Commandos Among Many Killed in Iraq

Author: 
Agencies
Publication Date: 
Mon, 2005-09-26 03:00

BAGHDAD, 26 September 2005 — A suicide car bomber attacked an elite Iraqi police unit in Baghdad, killing 13 commandos in the worst of a series of violent incidents to hit the country yesterday. Iraqi police said the car bomber targeted the police commando patrol as they traveled on a highway in the east of the capital. Ten commandos were also wounded, police said.

The bomb followed clashes overnight between US troops and Shiite militiamen loyal to Moqtada Al-Sadr in the eastern Baghdad district of Sadr City. Police said eight militia fighters were killed and five wounded in the fighting.

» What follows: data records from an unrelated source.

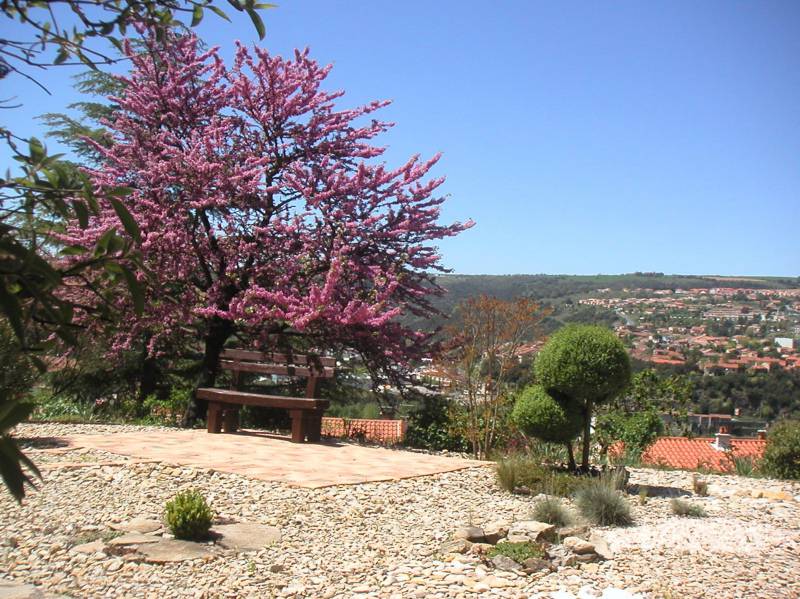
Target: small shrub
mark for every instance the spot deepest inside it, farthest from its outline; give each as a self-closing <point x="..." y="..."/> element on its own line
<point x="519" y="470"/>
<point x="684" y="508"/>
<point x="552" y="511"/>
<point x="188" y="516"/>
<point x="699" y="486"/>
<point x="600" y="503"/>
<point x="782" y="454"/>
<point x="519" y="552"/>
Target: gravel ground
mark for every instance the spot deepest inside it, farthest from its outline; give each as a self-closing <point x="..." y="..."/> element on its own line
<point x="381" y="539"/>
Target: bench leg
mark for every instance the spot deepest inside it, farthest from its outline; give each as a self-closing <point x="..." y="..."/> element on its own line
<point x="314" y="426"/>
<point x="298" y="425"/>
<point x="214" y="417"/>
<point x="230" y="420"/>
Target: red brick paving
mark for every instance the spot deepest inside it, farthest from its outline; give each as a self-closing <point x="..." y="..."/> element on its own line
<point x="267" y="457"/>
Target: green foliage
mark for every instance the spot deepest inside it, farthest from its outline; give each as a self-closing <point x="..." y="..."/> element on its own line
<point x="685" y="508"/>
<point x="521" y="471"/>
<point x="782" y="454"/>
<point x="538" y="414"/>
<point x="189" y="516"/>
<point x="637" y="430"/>
<point x="552" y="511"/>
<point x="600" y="503"/>
<point x="699" y="486"/>
<point x="583" y="362"/>
<point x="519" y="552"/>
<point x="435" y="425"/>
<point x="17" y="376"/>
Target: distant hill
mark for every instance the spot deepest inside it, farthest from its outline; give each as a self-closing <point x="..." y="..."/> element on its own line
<point x="557" y="289"/>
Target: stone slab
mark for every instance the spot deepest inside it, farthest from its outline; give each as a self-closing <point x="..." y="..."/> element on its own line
<point x="269" y="457"/>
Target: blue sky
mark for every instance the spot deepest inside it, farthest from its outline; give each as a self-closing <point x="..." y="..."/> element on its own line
<point x="582" y="137"/>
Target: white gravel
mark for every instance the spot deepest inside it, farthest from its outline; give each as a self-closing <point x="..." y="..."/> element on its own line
<point x="381" y="539"/>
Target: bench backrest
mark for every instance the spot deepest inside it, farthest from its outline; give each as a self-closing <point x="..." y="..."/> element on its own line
<point x="309" y="366"/>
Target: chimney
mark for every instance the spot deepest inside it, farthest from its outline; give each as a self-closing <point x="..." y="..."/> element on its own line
<point x="723" y="442"/>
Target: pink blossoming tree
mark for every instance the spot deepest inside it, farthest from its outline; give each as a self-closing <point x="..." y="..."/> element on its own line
<point x="262" y="209"/>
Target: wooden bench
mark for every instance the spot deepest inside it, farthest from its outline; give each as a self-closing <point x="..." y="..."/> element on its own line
<point x="306" y="413"/>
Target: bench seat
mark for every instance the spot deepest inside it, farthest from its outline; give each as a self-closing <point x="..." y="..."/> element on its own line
<point x="306" y="414"/>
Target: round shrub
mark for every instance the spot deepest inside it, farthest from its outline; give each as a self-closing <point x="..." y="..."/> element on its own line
<point x="188" y="516"/>
<point x="782" y="454"/>
<point x="539" y="415"/>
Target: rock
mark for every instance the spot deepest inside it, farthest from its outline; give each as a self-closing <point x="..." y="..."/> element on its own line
<point x="601" y="548"/>
<point x="577" y="545"/>
<point x="532" y="530"/>
<point x="777" y="495"/>
<point x="480" y="548"/>
<point x="133" y="539"/>
<point x="590" y="568"/>
<point x="245" y="536"/>
<point x="171" y="550"/>
<point x="573" y="531"/>
<point x="473" y="534"/>
<point x="140" y="525"/>
<point x="534" y="564"/>
<point x="89" y="548"/>
<point x="495" y="531"/>
<point x="505" y="563"/>
<point x="455" y="546"/>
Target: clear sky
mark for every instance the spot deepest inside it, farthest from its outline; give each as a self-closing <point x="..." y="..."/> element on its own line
<point x="582" y="137"/>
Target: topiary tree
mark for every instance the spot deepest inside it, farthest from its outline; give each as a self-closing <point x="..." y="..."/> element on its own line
<point x="538" y="414"/>
<point x="582" y="366"/>
<point x="782" y="454"/>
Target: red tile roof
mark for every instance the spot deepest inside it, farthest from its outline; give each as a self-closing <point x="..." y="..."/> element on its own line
<point x="691" y="454"/>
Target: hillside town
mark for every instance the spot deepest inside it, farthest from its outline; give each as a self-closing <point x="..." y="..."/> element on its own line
<point x="724" y="329"/>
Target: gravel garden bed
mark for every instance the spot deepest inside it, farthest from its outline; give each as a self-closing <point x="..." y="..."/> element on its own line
<point x="381" y="539"/>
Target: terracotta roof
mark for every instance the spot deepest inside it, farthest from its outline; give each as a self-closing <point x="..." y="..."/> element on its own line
<point x="691" y="454"/>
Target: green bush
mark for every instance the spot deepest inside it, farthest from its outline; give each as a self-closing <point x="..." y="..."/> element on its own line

Those clashes follow fighting between the militia and British troops in the southern city of Basra last week and could further strain efforts to bring security to Iraq with US and Iraqi forces already battling a Sunni Arab insurgency.

South of the capital, in Hilla, a bomber on a bicycle blew himself up in a crowded vegetable market, killing four people, including a woman and a child, and wounding 48, police said. And in western Baghdad, gunmen held up an armored Finance Ministry convoy, killing two guards and wounding nine before making off with $850,000 in cash, police said.

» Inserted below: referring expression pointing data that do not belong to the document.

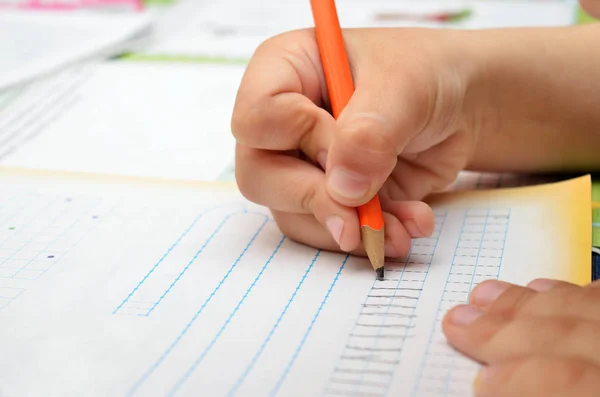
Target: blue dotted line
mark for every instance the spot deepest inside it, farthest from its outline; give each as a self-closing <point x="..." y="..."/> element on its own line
<point x="306" y="334"/>
<point x="137" y="287"/>
<point x="242" y="377"/>
<point x="197" y="362"/>
<point x="419" y="376"/>
<point x="185" y="269"/>
<point x="196" y="315"/>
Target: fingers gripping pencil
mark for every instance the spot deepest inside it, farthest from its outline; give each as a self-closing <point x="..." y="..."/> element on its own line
<point x="341" y="87"/>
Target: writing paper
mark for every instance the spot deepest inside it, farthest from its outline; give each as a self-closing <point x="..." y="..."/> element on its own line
<point x="127" y="287"/>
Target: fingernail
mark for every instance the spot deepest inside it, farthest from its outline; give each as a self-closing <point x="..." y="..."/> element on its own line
<point x="487" y="292"/>
<point x="322" y="159"/>
<point x="335" y="224"/>
<point x="465" y="314"/>
<point x="542" y="284"/>
<point x="348" y="184"/>
<point x="412" y="228"/>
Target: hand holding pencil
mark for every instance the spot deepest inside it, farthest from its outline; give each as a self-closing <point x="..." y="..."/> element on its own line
<point x="316" y="164"/>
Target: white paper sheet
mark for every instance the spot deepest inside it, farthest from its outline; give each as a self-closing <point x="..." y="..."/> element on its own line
<point x="234" y="28"/>
<point x="34" y="44"/>
<point x="159" y="120"/>
<point x="128" y="288"/>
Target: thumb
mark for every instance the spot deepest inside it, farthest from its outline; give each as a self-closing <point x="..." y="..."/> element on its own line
<point x="371" y="132"/>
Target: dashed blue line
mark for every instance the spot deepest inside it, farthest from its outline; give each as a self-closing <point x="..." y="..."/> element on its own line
<point x="159" y="262"/>
<point x="196" y="315"/>
<point x="197" y="362"/>
<point x="306" y="334"/>
<point x="254" y="359"/>
<point x="419" y="376"/>
<point x="185" y="269"/>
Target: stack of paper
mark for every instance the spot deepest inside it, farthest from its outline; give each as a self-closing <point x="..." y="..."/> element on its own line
<point x="34" y="44"/>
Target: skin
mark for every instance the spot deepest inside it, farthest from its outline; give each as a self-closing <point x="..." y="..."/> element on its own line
<point x="428" y="104"/>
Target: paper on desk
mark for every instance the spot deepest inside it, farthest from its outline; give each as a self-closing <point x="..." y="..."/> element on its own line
<point x="233" y="29"/>
<point x="156" y="120"/>
<point x="123" y="287"/>
<point x="34" y="44"/>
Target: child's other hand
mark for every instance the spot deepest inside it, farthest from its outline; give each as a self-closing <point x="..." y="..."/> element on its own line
<point x="539" y="340"/>
<point x="404" y="134"/>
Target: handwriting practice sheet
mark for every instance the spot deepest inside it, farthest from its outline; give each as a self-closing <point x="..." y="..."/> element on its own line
<point x="130" y="287"/>
<point x="150" y="120"/>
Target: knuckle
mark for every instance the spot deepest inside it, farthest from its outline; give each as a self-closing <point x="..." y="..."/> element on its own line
<point x="515" y="300"/>
<point x="367" y="133"/>
<point x="286" y="226"/>
<point x="567" y="372"/>
<point x="307" y="198"/>
<point x="586" y="295"/>
<point x="246" y="123"/>
<point x="559" y="330"/>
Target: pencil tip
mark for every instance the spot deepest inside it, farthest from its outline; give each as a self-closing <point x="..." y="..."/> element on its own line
<point x="374" y="241"/>
<point x="380" y="273"/>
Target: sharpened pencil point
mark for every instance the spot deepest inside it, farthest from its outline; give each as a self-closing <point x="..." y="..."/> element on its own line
<point x="373" y="241"/>
<point x="380" y="273"/>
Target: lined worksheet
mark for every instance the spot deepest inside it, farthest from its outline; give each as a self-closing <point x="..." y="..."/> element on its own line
<point x="127" y="287"/>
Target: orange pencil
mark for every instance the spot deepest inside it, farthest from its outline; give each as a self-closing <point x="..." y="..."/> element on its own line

Seven Iraqis, two of them children, were killed and four wounded yesterday when two mortar shells fell in a commercial street in the center of Samarra, north of Baghdad, police said.

“The attackers apparently targeted a nearby Iraqi base but missed,” said police Capt. Akram Kamel.

The string of attacks comes three weeks before Iraq holds a referendum on a new draft constitution and amid a general increase in unrest both in central areas and in the southern city of Basra, where around 8,500 British troops are based.

In Ramadi, west of Baghdad, more than 1,000 people marched to protest the constitution, which they say will divide Iraq along sectarian lines by giving too much autonomy to Kurds in the north and pro-Iranian Shiites in the south. The crowd in Ramadi was largely made up of Sunni Arabs, whose leaders are strongly opposed to the constitution, but also included Shiite supporters of Sadr, a nationalist young cleric who heads a militia called the Mehdi Army.

The foreign minister of France, which strongly opposed the war on Iraq, called for a new international conference to try to draw the Sunni minority further into the political process.